Tuesday, October 2, 2018
Fabric composer tips and tricks - call external web service
Integrating external data with a blockchain platform is sometimes pretty much tricky. One way of doing it is with an external service called Oraclize. As Oraclize has already an integration possibility with Hyperledger Fabric, it still does not have any integration possibilities with Fabric Composer. However, if you want to integrate a relative simple and external data, you can explicitly call an external service from the fabric composer like in the following example:
const webServiceInfo = await request.get({ uri:'https://webserviceurl', json: true});
const intParam = parseInt(webServiceInfo.ParameterInteger);
In the above example, we simply call a get a web service that delivers a json object that has property with the name ParameterInteger. More complicated scenarios can also be imagined, like post query, but generally the it is not proposed to put complex calculation into a smart contract. Another aspect which is important that the delivered result has to be static, otherwise the endorsement peers get different information, so they can not really produce valid RW sets, so no valid state can be reached.
Monday, October 1, 2018
A blockchain protocol for scheduled transactions
Although many most of the blockchain protocols do not gives the possibility to schedule a transaction for execution, there is actually a simple way of doing that. First we have to use a transaction for that there is something similar already in bitcoin, saying that a given transaction can be mined only after a certain number of blocks, like:
It practically means that the transaction stays in the pool of transactions until block number N because previously it can not be included in the chain as a valid transactions. As soon as the block N has been reached, the miners are free to mine the transaction.

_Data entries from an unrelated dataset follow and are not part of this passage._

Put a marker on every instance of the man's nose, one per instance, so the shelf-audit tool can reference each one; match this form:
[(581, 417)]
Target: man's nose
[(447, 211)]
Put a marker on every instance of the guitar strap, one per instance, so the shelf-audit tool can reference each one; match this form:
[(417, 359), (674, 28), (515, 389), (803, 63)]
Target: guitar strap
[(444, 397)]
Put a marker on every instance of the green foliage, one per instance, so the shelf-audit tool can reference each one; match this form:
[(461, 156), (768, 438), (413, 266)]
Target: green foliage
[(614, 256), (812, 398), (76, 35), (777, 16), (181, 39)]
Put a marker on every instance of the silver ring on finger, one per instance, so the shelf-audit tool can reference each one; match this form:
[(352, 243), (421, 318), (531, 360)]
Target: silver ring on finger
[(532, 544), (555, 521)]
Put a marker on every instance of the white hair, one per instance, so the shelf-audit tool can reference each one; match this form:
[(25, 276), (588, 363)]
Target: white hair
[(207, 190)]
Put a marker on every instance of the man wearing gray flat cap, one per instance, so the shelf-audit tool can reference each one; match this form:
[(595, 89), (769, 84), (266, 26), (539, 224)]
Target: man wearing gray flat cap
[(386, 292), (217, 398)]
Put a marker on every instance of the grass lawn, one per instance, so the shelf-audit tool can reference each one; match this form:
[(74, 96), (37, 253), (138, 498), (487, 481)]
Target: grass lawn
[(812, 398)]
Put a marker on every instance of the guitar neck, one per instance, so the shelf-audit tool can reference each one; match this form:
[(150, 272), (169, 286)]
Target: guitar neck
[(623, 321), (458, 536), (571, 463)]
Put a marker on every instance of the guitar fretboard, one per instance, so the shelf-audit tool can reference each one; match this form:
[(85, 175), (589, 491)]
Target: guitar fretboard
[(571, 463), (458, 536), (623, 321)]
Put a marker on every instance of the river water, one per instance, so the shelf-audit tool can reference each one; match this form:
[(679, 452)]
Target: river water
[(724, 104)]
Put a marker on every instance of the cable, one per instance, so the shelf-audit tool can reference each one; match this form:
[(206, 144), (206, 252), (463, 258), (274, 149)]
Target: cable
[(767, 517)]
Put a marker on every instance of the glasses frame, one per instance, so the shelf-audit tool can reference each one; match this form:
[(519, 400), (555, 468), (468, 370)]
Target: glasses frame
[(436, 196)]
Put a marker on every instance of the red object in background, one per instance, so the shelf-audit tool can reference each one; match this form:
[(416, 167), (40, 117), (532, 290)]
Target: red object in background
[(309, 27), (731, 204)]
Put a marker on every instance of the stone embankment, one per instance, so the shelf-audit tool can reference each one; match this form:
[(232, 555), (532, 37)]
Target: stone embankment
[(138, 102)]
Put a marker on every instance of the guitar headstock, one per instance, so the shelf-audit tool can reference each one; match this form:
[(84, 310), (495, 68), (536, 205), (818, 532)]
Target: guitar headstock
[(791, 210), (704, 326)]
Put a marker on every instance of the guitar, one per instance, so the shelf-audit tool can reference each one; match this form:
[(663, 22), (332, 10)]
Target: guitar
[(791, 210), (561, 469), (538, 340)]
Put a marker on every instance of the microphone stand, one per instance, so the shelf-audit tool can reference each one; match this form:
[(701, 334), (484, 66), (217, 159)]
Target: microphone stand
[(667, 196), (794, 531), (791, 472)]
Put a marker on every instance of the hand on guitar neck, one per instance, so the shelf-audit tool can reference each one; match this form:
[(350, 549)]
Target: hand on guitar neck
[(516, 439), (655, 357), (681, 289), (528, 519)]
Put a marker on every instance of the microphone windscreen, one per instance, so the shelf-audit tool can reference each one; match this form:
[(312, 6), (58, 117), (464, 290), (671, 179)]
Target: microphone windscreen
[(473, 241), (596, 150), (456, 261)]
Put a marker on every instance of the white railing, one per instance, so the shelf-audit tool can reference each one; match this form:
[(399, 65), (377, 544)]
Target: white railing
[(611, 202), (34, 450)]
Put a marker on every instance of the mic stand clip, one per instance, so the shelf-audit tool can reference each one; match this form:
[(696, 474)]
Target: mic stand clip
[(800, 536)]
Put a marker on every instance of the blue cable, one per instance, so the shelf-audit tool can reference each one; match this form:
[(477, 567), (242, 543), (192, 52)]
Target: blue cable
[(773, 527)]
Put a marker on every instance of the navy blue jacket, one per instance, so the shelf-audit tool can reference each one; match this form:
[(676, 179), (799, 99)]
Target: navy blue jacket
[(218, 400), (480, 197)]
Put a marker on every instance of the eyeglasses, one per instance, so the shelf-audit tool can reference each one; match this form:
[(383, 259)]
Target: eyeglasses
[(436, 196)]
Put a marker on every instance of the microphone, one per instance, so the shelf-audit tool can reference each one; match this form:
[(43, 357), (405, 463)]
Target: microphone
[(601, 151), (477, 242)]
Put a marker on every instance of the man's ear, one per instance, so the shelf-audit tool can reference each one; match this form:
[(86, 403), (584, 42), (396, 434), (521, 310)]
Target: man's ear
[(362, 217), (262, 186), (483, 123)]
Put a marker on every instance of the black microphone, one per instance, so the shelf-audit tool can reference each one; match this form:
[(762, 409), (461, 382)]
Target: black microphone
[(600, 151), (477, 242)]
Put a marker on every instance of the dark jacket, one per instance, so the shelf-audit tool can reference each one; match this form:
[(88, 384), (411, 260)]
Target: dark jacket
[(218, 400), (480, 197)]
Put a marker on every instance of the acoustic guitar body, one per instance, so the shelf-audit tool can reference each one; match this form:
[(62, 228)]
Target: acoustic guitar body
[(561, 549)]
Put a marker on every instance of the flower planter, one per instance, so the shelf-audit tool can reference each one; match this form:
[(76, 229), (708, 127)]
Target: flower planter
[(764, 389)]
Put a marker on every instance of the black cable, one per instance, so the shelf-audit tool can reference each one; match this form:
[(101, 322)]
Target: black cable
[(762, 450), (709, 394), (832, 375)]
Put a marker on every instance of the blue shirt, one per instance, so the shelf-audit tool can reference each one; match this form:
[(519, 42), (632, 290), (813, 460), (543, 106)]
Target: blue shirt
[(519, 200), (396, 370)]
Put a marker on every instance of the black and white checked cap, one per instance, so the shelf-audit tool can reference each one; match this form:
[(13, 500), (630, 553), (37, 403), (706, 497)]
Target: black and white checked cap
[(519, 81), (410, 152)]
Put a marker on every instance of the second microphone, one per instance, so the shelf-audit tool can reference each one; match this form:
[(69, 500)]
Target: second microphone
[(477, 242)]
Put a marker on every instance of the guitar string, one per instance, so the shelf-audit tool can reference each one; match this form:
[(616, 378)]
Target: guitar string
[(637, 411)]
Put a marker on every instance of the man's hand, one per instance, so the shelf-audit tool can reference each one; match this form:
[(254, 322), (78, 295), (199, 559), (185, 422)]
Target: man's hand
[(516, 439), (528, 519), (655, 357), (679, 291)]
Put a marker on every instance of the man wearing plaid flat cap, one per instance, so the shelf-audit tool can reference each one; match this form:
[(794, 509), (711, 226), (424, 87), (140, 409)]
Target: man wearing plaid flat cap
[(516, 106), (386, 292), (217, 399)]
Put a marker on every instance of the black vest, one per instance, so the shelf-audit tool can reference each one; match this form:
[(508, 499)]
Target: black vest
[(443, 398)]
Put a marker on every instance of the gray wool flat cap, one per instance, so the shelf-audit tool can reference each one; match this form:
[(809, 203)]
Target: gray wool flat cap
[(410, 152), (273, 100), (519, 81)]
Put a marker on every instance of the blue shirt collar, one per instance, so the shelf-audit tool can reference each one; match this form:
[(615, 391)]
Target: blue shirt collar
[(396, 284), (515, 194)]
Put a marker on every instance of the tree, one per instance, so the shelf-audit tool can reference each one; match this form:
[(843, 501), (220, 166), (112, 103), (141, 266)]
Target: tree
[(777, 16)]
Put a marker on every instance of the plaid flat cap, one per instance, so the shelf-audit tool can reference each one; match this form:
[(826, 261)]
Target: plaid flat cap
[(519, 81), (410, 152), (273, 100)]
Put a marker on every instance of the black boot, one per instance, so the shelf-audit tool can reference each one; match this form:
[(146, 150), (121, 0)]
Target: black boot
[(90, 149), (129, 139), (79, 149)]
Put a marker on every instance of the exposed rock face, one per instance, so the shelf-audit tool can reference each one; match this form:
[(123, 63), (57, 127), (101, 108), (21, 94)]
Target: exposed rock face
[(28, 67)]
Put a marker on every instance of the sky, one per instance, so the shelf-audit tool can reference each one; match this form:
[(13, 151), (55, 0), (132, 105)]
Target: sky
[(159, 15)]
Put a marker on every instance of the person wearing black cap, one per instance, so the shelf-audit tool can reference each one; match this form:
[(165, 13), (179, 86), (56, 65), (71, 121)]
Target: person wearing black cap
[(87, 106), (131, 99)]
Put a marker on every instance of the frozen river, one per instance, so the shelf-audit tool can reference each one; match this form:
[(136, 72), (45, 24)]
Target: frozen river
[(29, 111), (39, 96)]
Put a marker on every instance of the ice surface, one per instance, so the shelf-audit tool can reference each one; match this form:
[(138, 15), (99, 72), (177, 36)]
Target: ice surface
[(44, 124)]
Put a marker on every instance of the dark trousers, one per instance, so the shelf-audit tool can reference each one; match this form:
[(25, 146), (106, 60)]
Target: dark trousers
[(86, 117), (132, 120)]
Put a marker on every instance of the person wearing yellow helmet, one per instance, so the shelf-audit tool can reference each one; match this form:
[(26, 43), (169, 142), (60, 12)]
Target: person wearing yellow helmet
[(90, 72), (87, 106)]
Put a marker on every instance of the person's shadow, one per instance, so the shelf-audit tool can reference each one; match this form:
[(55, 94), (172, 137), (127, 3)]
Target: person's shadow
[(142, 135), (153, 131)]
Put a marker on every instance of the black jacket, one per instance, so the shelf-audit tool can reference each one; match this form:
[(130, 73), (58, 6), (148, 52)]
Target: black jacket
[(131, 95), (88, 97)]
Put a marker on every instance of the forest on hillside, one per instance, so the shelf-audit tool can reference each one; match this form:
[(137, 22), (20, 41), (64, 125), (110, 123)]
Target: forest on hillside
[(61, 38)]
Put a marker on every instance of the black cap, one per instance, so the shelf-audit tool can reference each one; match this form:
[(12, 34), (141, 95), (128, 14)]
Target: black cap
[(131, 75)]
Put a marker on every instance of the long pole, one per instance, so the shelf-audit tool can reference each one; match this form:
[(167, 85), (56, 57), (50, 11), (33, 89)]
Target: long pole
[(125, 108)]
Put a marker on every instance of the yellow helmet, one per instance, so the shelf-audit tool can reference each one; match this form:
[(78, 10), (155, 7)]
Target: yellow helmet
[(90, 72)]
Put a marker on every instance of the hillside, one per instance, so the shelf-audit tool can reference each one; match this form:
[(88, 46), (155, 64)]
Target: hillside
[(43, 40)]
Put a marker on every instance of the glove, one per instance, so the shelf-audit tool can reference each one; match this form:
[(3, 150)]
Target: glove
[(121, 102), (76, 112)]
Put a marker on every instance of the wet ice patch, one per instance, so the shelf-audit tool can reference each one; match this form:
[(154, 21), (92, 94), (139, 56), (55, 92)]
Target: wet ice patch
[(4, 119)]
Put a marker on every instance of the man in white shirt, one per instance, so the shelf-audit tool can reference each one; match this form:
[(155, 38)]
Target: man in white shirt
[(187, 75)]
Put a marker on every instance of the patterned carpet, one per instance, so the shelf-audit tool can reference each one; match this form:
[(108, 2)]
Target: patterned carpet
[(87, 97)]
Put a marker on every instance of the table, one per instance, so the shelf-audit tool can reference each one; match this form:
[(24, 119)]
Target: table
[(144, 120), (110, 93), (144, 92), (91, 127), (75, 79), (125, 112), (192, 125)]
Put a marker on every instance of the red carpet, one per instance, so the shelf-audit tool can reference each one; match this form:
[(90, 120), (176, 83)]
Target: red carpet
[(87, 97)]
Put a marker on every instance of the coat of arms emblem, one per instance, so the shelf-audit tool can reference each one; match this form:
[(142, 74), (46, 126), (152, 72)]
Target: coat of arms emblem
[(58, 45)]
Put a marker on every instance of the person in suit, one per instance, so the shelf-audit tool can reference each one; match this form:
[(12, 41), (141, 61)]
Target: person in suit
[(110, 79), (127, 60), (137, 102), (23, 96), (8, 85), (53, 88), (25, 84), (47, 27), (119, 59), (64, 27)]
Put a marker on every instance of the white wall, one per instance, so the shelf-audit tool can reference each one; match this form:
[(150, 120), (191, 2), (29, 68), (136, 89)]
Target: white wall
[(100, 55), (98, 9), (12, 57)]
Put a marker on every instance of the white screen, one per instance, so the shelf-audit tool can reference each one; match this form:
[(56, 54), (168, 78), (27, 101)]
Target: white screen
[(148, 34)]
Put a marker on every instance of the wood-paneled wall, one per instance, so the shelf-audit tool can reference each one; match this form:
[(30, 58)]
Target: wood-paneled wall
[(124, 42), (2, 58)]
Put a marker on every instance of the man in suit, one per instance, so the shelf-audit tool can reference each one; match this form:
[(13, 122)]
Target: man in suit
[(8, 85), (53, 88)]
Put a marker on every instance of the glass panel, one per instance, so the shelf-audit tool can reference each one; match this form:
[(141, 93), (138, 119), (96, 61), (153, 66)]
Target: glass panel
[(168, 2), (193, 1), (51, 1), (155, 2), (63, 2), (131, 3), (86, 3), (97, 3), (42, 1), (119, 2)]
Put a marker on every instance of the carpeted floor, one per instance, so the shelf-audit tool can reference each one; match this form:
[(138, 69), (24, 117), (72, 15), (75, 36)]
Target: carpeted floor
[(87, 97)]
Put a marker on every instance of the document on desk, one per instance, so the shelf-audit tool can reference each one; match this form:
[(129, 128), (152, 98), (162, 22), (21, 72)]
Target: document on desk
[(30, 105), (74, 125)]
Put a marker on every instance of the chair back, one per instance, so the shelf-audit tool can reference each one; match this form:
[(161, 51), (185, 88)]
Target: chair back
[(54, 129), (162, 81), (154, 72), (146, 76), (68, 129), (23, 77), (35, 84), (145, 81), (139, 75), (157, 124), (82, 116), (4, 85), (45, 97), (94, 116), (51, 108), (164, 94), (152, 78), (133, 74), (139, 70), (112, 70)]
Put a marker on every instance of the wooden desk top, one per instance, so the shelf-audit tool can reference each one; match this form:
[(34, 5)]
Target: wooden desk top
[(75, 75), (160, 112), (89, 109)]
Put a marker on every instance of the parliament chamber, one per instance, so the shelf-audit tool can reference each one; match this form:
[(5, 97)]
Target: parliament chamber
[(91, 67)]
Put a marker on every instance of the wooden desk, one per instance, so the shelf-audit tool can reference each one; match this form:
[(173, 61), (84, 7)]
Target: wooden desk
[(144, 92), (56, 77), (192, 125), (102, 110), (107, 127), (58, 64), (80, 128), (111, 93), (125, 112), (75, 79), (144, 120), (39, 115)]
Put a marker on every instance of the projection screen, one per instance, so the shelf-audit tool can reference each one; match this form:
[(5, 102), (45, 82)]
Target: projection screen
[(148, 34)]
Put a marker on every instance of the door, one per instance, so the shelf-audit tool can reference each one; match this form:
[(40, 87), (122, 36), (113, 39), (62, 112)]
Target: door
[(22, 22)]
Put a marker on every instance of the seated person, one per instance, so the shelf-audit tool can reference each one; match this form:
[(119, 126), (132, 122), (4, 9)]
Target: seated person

The problem is however, that there is no incentive to mine this transaction at around block N. In fact storing such a transaction for a long time might be costly. As a consequence an additional incentive mechanism must be built in that incentives putting the transaction as fast as possible after block N into a block. In fact nodes can be motivated to mine the transaction as soon as possible, as only the first who mined gets the reward. The incentive mechanism, might be even pretty 'sharp' as well rewarding a transaction only if it gets mined between the blocks [N - N+3]. A timed transaction can be cancelled before the block N, by double spending it.